While several longitudinal studies have found an association between parental monitoring during adolescence and later substance use [31,32], much less is known about the relationship between parental monitoring and gambling. Some cross-sectional studies have found low parental monitoring to increase the odds of gambling among youth [10,33], but one longitudinal study found no such association [34]. Such mixed findings could be because parental monitoring was generally assessed at only one time point, and usually the same time point gambling was assessed, therefore its change over the course of adolescence was not accounted for. Thus, the current study aims to explore the association between parental monitoring trajectories throughout early adolescence and youth gambling using a longitudinal sample of urban youth. We hypothesize that those with low and/or rapidly declining levels of parental monitoring from ages 11–14 will be more likely to problem gamble by age 22.

Methods

Design and sample

The longitudinal data came from the Johns Hopkins Prevention Intervention Research Center’s (JHU PIRC) Second Generation Intervention Trial [35], a study initiated as a randomized prevention trial of interventions targeting academic achievement and aggression. Cohort recruitment occurred in Fall 1993 at nine urban primary schools in Baltimore, MD, when the participants were starting first grade (n=678; mean age=6.2 years; 53% male; 86% African American). Within each school, three first grade classrooms were randomly assigned to control or one of two interventions. Briefly, the classroom-centered intervention aimed to create opportunities for more positive attention from teachers and peers, the family-school partnership intervention aimed to enhance parent-school communication, and the control received the customary curriculum [35]. While the intervention only lasted one year, the cohort has been interviewed annually since first grade and includes those who dropped out of school or were incarcerated. During the assessments, data on behaviors, achievement, and mental health were collected via multiple sources (e.g., school records, teacher-, parent-, self-reports). Study protocols were approved by the Johns Hopkins Bloomberg School of Public Health institutional review board.
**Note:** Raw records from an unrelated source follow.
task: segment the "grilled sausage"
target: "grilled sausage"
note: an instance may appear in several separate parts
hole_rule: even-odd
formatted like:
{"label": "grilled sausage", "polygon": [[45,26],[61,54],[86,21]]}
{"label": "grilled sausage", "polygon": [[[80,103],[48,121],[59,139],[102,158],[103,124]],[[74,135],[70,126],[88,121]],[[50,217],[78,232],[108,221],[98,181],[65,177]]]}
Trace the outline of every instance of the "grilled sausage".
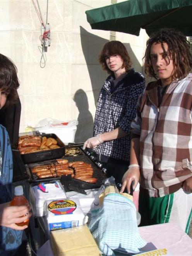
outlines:
{"label": "grilled sausage", "polygon": [[37,176],[39,177],[40,175],[43,174],[52,174],[52,172],[49,170],[45,171],[45,172],[36,172],[36,174]]}
{"label": "grilled sausage", "polygon": [[57,171],[57,173],[58,173],[58,172],[62,172],[65,174],[73,174],[73,170],[71,169],[63,169],[63,170],[60,170]]}
{"label": "grilled sausage", "polygon": [[82,180],[90,183],[96,183],[97,181],[97,179],[96,178],[86,178]]}
{"label": "grilled sausage", "polygon": [[69,162],[69,161],[67,159],[56,159],[56,161],[57,163],[59,164],[67,163]]}
{"label": "grilled sausage", "polygon": [[49,168],[47,167],[42,167],[41,168],[34,168],[31,169],[32,173],[35,173],[36,172],[45,172],[49,170]]}
{"label": "grilled sausage", "polygon": [[82,174],[90,174],[91,175],[93,176],[93,171],[90,170],[90,171],[82,171],[81,172],[75,172],[75,175],[82,175]]}
{"label": "grilled sausage", "polygon": [[83,180],[84,179],[86,179],[86,178],[92,178],[92,177],[93,175],[91,174],[89,175],[87,175],[87,174],[82,174],[82,175],[75,175],[74,178],[77,180]]}
{"label": "grilled sausage", "polygon": [[80,167],[82,166],[91,166],[91,165],[89,164],[89,163],[81,163],[81,164],[79,164],[79,163],[73,163],[72,165],[72,167],[73,168],[75,168],[75,167]]}
{"label": "grilled sausage", "polygon": [[56,174],[54,172],[52,174],[41,174],[39,176],[39,178],[41,179],[42,178],[47,178],[48,177],[55,177],[57,176]]}
{"label": "grilled sausage", "polygon": [[82,164],[84,163],[84,162],[83,162],[82,161],[76,161],[73,162],[70,162],[69,163],[69,167],[71,167],[72,166],[72,165],[73,165],[74,163],[79,163],[79,164]]}
{"label": "grilled sausage", "polygon": [[58,177],[60,177],[62,175],[69,175],[69,174],[70,174],[71,175],[71,177],[72,178],[74,178],[74,176],[75,176],[74,174],[65,174],[65,173],[63,173],[63,172],[57,172],[57,175]]}
{"label": "grilled sausage", "polygon": [[77,172],[79,172],[82,170],[93,170],[93,168],[92,167],[90,167],[89,166],[88,166],[87,167],[86,167],[86,166],[85,166],[84,167],[76,167],[76,168],[75,168],[75,170]]}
This study focuses on the 514 participants (76% of original cohort) with any data on gambling behaviors between ages 16–22 and parental monitoring between ages 11–14. Chi-square tests showed no differences by sex, race, subsidized lunch status, household structures, or intervention condition between the current sample and the original cohort (p-values>.05).

Measures

Gambling Behavior

Two gambling instruments assessed gambling involvement and gambling problems (e.g., hiding evidence of gambling). The South Oaks Gambling Screen (SOGS; [36]) was used at ages 20–22 while the South Oaks Gambling Screen-Revised for Adolescents (SOGS-RA; [37]) was used at ages 16,18, and 19. Within each assessment, items inquiring about the frequency of involvement in various gambling activities (e.g., lottery, casino) distinguished nongamblers from gamblers. Gambling problems was next assessed using twelve dichotomous (i.e., yes/no) items in both the SOGS and SOGS-RA. The number of gambling problems reported by each participant was summed (range 0–12). Based upon Lesieur & Blume [36] and Winters et al.’s [37] proposed criteria, gambling status categories were created: 1) nongamblers reported neither gambling nor any gambling problems; 2) social gamblers were gamblers with up to 1 problem; 3) at-risk problem gamblers were gamblers with 2–3 problems; and 4) problem gamblers were gamblers with at least 4 problems. As past studies have found at-risk and problem gamblers to exhibit similar characteristics (e.g., impulsivity, depression; [38,39]), the two groups are collectively referred to as problem gamblers from this point on. To increase statistical power and maximize the use of the multi-assessment (i.e., ages 16, 18–22) gambling data, cumulative measures of each gambling variable (i.e., total gambling problems, gambling status) were created across the six assessments by using participants’ highest involvement at any year. This approach was similarly taken by previous studies [17,18]. Within the current sample, the SOGS had Cronbach’s alphas ranging from 0.60–0.70 between ages 20–22, and the Cronbach’s alphas for the SOGS-RA ranged from 0.61–0.72 during ages 16, 18, and 19.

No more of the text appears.